Terry Lofland, left, and Sherry Fick hold up dresses created from pillowcases. The group uses standard and king-size pillowcases to build dresses for girls in need across the world. Volunteers have recently began sewing shorts for boys. L&T photo/Keeley Moree
Local group transforms used goods for the greater good
By KEELEY MOREE
• Leader & Times
With just a few clips from scissors and the buzz of a sewing machine, members of the Grace Lutheran Church in Liberal are bringing both comfort and a touch of style to children in need across the world.
During the past six months, ladies from the local church have dedicated their free time to constructing hundreds of pieces of clothing for children across the world.

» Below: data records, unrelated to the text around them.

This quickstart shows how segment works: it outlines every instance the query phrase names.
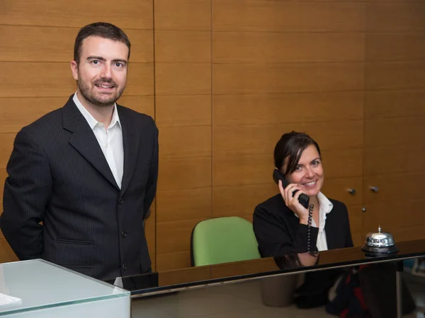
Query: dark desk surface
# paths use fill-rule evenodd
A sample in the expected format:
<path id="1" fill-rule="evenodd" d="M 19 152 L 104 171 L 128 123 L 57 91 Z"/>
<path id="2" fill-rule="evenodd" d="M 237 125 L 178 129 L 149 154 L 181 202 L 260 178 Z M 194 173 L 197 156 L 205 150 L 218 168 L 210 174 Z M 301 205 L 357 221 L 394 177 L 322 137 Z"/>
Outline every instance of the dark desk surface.
<path id="1" fill-rule="evenodd" d="M 365 255 L 361 247 L 323 251 L 316 254 L 293 254 L 217 265 L 191 267 L 127 276 L 117 285 L 140 297 L 176 290 L 221 285 L 273 275 L 349 267 L 366 264 L 402 261 L 425 256 L 425 240 L 396 242 L 399 252 L 377 257 Z"/>

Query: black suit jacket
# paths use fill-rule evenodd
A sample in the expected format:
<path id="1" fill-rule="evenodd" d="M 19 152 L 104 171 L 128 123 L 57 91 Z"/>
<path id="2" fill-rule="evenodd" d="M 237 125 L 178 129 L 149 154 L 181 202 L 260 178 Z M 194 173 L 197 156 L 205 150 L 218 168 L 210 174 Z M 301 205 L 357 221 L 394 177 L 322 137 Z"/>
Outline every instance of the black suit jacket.
<path id="1" fill-rule="evenodd" d="M 334 208 L 326 218 L 324 230 L 328 249 L 353 247 L 347 208 L 329 199 Z M 307 225 L 285 204 L 279 194 L 259 204 L 254 212 L 253 226 L 263 257 L 307 252 Z M 311 250 L 317 251 L 317 228 L 311 228 Z"/>
<path id="2" fill-rule="evenodd" d="M 72 96 L 18 133 L 0 227 L 20 259 L 42 258 L 100 279 L 150 269 L 144 218 L 157 187 L 158 130 L 150 117 L 117 109 L 120 189 Z"/>

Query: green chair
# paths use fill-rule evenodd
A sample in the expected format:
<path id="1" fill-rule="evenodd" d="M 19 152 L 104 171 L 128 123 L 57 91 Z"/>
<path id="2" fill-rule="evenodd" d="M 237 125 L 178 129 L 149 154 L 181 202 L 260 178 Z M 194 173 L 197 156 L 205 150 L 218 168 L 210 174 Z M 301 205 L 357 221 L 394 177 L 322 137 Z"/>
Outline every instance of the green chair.
<path id="1" fill-rule="evenodd" d="M 237 216 L 199 222 L 191 241 L 193 266 L 261 258 L 252 224 Z"/>

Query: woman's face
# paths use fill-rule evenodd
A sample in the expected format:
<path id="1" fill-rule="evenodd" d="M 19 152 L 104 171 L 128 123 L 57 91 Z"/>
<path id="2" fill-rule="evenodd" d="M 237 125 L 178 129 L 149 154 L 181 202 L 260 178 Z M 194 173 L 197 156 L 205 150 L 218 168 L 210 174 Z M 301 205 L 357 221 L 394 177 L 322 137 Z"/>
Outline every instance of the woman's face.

Amazingly enough, one woman says she’s able to construct a girl’s dress in about 15 minutes flat. Her secret lies in the supplies passed down to the group through the United Way and Southwest Medical Center.

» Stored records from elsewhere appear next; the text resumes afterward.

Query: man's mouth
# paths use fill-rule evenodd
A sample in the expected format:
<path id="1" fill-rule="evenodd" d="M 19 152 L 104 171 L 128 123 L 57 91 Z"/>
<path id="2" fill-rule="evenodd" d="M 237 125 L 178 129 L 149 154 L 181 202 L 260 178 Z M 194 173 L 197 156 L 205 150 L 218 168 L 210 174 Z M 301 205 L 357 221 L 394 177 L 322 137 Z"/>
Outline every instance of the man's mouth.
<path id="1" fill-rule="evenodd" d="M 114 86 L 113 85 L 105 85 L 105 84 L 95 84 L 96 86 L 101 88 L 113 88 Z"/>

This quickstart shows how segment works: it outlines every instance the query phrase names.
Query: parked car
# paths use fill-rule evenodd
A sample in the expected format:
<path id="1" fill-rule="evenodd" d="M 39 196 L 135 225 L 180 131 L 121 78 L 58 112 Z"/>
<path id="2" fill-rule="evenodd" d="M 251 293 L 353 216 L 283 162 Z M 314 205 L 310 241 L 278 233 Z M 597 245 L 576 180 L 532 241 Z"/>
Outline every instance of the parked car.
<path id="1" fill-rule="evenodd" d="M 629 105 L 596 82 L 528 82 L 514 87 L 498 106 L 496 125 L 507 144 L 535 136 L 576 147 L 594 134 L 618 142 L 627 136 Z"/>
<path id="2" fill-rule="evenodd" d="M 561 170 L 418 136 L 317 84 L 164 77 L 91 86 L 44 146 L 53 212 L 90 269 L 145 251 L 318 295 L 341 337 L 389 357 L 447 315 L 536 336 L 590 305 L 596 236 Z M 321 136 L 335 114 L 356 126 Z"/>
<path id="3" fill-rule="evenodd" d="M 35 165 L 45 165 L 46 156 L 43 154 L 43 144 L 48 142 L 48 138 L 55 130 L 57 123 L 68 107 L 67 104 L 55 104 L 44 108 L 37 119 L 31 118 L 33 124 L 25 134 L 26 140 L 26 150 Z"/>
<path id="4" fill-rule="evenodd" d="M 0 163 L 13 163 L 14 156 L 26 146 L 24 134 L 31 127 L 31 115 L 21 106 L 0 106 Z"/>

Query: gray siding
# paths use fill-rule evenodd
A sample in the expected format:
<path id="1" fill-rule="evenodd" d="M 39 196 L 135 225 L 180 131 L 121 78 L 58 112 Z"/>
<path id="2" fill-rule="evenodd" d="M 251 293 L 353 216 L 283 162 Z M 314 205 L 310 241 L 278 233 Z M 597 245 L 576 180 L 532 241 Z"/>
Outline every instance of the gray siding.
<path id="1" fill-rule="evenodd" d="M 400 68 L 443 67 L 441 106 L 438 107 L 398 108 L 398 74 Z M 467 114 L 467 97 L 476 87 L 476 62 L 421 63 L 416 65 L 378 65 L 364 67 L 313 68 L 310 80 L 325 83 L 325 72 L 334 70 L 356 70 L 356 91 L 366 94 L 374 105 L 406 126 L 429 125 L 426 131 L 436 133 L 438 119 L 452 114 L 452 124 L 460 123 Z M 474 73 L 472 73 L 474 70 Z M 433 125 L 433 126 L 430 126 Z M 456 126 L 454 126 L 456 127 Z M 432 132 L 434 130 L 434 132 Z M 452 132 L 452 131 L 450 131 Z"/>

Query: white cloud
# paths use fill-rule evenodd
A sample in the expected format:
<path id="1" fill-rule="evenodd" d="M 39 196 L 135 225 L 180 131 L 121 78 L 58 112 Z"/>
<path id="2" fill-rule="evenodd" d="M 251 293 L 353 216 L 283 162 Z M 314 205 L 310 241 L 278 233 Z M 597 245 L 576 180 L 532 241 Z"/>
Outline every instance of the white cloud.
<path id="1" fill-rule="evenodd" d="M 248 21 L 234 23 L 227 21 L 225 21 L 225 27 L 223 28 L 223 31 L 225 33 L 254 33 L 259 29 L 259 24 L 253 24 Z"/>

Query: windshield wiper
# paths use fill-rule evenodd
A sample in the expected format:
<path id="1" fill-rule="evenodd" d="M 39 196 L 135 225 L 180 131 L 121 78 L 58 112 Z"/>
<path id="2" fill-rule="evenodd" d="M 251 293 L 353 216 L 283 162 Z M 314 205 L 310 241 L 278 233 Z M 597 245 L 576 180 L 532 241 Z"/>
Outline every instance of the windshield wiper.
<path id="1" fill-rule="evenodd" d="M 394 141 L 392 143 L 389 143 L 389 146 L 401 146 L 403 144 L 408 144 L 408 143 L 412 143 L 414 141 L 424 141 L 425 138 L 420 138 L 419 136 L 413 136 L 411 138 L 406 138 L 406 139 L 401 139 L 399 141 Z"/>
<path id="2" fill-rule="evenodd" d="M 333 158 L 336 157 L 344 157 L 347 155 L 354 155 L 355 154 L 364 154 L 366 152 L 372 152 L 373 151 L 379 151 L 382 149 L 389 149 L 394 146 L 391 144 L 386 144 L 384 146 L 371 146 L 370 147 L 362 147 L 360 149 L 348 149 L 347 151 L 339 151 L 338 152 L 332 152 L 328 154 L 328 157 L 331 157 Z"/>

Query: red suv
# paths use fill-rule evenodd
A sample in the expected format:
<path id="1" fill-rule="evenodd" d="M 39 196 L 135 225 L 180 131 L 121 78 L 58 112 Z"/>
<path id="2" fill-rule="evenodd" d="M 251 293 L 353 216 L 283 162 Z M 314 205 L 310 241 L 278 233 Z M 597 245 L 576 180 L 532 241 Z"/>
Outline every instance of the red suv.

The women start each dress with a simple pillowcase.
Sherry Fick began the project and acts as the main distributor of pillowcases and supplies for the group. She got the idea from the Orphan Grain Train organization in Norfolk, Neb.

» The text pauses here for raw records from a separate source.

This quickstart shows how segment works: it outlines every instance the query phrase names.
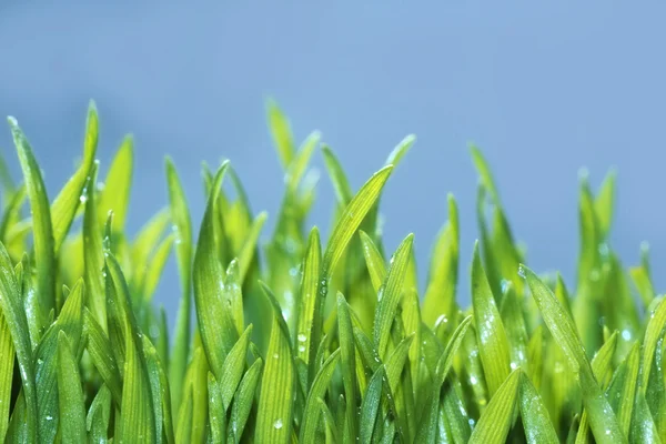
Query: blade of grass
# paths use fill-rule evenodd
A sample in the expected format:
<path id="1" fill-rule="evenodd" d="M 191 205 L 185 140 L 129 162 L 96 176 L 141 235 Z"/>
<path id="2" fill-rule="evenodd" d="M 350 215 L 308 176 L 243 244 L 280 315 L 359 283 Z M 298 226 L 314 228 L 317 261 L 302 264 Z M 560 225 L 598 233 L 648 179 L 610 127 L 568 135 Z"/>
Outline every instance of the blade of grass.
<path id="1" fill-rule="evenodd" d="M 478 352 L 492 396 L 508 376 L 511 360 L 506 331 L 481 264 L 478 242 L 474 245 L 472 262 L 472 305 L 474 307 Z"/>
<path id="2" fill-rule="evenodd" d="M 205 355 L 213 375 L 222 380 L 222 365 L 226 354 L 238 341 L 238 332 L 229 310 L 224 306 L 224 287 L 222 276 L 224 269 L 216 251 L 213 216 L 216 214 L 216 202 L 224 172 L 229 163 L 223 163 L 213 180 L 211 195 L 206 204 L 199 243 L 194 255 L 194 302 L 199 331 Z"/>
<path id="3" fill-rule="evenodd" d="M 58 333 L 58 400 L 60 436 L 65 443 L 85 442 L 85 405 L 79 365 L 72 355 L 67 334 Z"/>
<path id="4" fill-rule="evenodd" d="M 23 131 L 19 128 L 19 123 L 14 118 L 9 118 L 8 121 L 19 153 L 19 161 L 23 171 L 30 208 L 32 210 L 34 260 L 40 264 L 37 269 L 38 297 L 42 312 L 48 313 L 56 306 L 56 256 L 49 198 L 28 139 L 26 139 Z"/>
<path id="5" fill-rule="evenodd" d="M 470 436 L 471 444 L 500 444 L 506 440 L 518 397 L 521 372 L 514 370 L 491 397 Z"/>
<path id="6" fill-rule="evenodd" d="M 526 276 L 527 284 L 544 317 L 553 339 L 567 356 L 569 366 L 579 375 L 583 401 L 589 416 L 589 425 L 598 443 L 622 443 L 626 438 L 619 430 L 617 418 L 597 384 L 592 365 L 587 361 L 581 337 L 576 334 L 573 321 L 557 302 L 557 299 L 534 272 L 521 265 L 521 273 Z"/>
<path id="7" fill-rule="evenodd" d="M 413 242 L 414 235 L 408 234 L 395 250 L 383 289 L 377 294 L 379 302 L 375 311 L 373 339 L 381 357 L 385 357 L 391 324 L 395 319 L 397 305 L 402 299 L 403 283 Z"/>

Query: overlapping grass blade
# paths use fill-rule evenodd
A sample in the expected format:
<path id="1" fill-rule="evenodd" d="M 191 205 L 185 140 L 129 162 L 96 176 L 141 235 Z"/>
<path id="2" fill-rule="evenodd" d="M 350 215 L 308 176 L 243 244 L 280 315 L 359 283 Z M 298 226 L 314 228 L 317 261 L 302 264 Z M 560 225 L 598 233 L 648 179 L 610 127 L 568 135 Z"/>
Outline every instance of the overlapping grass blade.
<path id="1" fill-rule="evenodd" d="M 30 148 L 30 143 L 26 139 L 23 131 L 19 128 L 17 120 L 9 118 L 8 121 L 19 153 L 26 189 L 32 210 L 34 261 L 40 264 L 37 269 L 37 294 L 42 313 L 49 313 L 51 309 L 56 307 L 56 255 L 51 208 L 41 170 L 39 169 L 37 159 L 34 159 L 32 148 Z"/>

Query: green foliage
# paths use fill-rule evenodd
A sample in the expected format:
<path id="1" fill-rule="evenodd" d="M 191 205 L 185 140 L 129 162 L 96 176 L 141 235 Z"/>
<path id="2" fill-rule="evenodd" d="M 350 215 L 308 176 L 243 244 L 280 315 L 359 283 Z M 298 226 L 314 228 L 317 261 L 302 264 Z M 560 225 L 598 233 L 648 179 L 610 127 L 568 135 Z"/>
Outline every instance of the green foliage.
<path id="1" fill-rule="evenodd" d="M 297 148 L 274 101 L 268 120 L 285 191 L 264 242 L 268 214 L 252 212 L 229 161 L 204 167 L 196 230 L 167 159 L 168 205 L 132 238 L 131 137 L 98 183 L 91 103 L 82 161 L 50 202 L 9 119 L 23 180 L 0 159 L 0 443 L 666 442 L 666 297 L 646 246 L 626 270 L 610 248 L 614 171 L 596 195 L 582 180 L 569 293 L 558 274 L 523 265 L 472 147 L 471 274 L 460 270 L 448 195 L 421 294 L 413 234 L 387 259 L 379 213 L 415 138 L 355 191 L 317 132 Z M 336 196 L 327 240 L 306 225 L 317 148 Z M 172 254 L 180 306 L 170 337 L 153 300 Z M 456 301 L 461 279 L 467 309 Z"/>

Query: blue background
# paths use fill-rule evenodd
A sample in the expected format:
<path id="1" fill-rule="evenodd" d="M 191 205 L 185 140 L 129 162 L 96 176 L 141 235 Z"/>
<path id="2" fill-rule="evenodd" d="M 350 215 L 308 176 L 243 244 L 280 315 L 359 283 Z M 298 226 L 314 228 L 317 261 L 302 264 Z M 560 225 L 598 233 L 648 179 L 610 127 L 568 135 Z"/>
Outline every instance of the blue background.
<path id="1" fill-rule="evenodd" d="M 124 133 L 135 137 L 131 231 L 167 203 L 165 154 L 186 183 L 195 231 L 201 161 L 223 157 L 273 221 L 283 174 L 265 124 L 272 95 L 299 141 L 322 131 L 355 189 L 417 135 L 383 200 L 387 248 L 414 232 L 424 276 L 453 192 L 465 301 L 477 235 L 470 141 L 488 159 L 534 269 L 559 269 L 573 284 L 578 170 L 596 188 L 617 167 L 613 245 L 635 264 L 648 240 L 665 282 L 664 3 L 57 3 L 0 6 L 0 114 L 27 132 L 51 198 L 80 155 L 93 98 L 103 167 Z M 18 178 L 7 129 L 0 150 Z M 322 173 L 311 222 L 327 232 L 334 198 Z M 173 263 L 167 273 L 158 300 L 172 316 Z"/>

“They mention pillowcase dresses and they have a pattern on their website,” Fick said. “We get sheets, pillowcases and hospital robes from the hospital every so often. We were just sending the pillowcases to Orphan Grain Train but we talked about it during a meeting and we got people started on making them.”
Armed with a pattern and sewing machines, the small group has 134 dresses ready to ship to Haiti with a mission group from First Southern Baptist Church in Liberal. Another 50 dresses are marked to travel with other groups to Nicaragua in the near future.
Volunteer Terry Lofland says she has made nearly 100 dresses. She explained that standard and king-size pillowcases are perfect materials since only a few cuts need to be made at the top for a person’s head and arms.
While simple in design, the pillowcase prints can range from simple to ornate with colorful stripes, floral prints and even puppies. When the group receives white pillowcases, a couple of volunteers go through the process of dying the fabric to add more color and character. Some volunteers even add pockets, lace and ornamental fabric onto the children’s clothing. While the personalizations aren’t necessary, Lofland said she thinks they’ll mean the world to the children receiving them.
“Little girls like to have color,” Lofland explained. “You want them to feel good when they get these little dresses, so they have something new to put on.”
Lofland said boys will also be getting clothing in the near future, as the Liberal group and other area groups are starting to sew shorts. The amount of fabric and elastic needed to construct a pair of shorts is able to fit in a sandwich-size bag, but the group is seeking help finding fabric with suitable prints since the boys “don’t really want flowers.”
Fick and Lofland explained that anyone can donate fabric, pillow cases or time to the cause. Fick said the project is great for students who are seeking credit for community service hours.
“I have a child who’s handicapped, but his hands work great so I’ve been taking the pillowcases to him so he cuts those for me,” Fick added.